The U.S. Supreme Court said on Monday it rejected an appeal by former Qwest Communications International Inc Chief Executive Joseph Nacchio of his insider trading conviction on the grounds that he did not get a fair trial.
Nacchio's attorneys had argued in the appeal to the nation's high court that he should be acquitted or at least given a new trial.
Nacchio was convicted in 2007 on 19 counts of insider trading related to sales of Qwest stock in 2001, after company officials warned him the company could not meet its financial targets. A U.S. appeals court in Denver, by a 5-4 vote, in February upheld his conviction.
Nacchio initially received a sentence that included six years in prison and an order to forfeit $52 million. He began serving his prison sentence in mid-April.

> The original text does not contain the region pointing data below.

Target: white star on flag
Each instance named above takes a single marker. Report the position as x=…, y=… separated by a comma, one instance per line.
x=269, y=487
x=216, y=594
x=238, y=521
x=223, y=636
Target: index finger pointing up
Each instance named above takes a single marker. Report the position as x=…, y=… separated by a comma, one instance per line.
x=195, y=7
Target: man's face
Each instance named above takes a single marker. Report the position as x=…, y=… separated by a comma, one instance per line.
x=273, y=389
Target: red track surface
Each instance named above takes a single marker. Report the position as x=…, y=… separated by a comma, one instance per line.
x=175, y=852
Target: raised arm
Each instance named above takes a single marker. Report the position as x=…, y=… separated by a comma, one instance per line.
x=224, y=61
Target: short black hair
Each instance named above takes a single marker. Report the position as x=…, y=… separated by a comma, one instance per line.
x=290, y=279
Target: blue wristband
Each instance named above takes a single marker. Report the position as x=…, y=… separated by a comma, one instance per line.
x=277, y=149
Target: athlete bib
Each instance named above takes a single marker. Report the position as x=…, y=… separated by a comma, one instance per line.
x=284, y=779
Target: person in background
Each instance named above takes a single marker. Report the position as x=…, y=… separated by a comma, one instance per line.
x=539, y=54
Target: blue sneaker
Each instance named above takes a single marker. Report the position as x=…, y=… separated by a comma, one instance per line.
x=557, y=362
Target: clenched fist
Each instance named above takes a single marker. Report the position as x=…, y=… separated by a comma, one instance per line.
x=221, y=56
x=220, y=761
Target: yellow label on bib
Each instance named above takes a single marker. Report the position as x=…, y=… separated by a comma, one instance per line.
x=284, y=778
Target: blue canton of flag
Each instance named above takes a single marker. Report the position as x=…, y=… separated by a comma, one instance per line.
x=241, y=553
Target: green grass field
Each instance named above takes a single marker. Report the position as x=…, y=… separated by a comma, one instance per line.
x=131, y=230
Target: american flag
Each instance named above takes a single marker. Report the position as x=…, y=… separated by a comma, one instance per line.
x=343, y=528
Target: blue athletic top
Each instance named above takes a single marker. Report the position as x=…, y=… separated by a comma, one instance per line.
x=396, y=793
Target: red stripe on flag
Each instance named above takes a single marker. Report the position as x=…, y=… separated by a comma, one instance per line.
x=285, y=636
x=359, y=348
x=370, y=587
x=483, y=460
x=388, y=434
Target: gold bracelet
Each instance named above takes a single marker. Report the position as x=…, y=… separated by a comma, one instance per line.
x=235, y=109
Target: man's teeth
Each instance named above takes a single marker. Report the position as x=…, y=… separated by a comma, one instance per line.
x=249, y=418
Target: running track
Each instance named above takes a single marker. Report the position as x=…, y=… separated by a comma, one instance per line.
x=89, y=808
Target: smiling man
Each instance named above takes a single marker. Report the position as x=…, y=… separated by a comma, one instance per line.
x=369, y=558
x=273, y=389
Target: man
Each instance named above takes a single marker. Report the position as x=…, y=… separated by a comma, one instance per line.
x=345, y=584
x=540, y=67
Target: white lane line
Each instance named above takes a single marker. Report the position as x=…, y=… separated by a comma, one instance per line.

But a U.S. appeals court in July ruled the trial judge had incorrectly calculated Nacchio's true gain and held he should get a new sentence. Nacchio's sentence was not at issue in the Supreme Court case.
In his appeal, Nacchio's attorneys argued that the trial judge improperly excluded testimony from a key defense witness, financial expert and law professor Daniel Fischel.
They also said the appeals court erred by ruling there was sufficient evidence that Nacchio failed to disclose material information and knew it.
Once a star on Wall Street, Nacchio was among a number of corporate leaders convicted earlier in the decade of financial crimes. Others included WorldCom's Bernard Ebbers, Tyco International's Dennis Kozlowski and several top executives at Enron Corp, the energy company that collapsed in 2001.
The Supreme Court rejected the appeal without a comment. It sided with the U.S. Department of Justice, which said the appeals court ruling was correct and that further review of the case was unwarranted.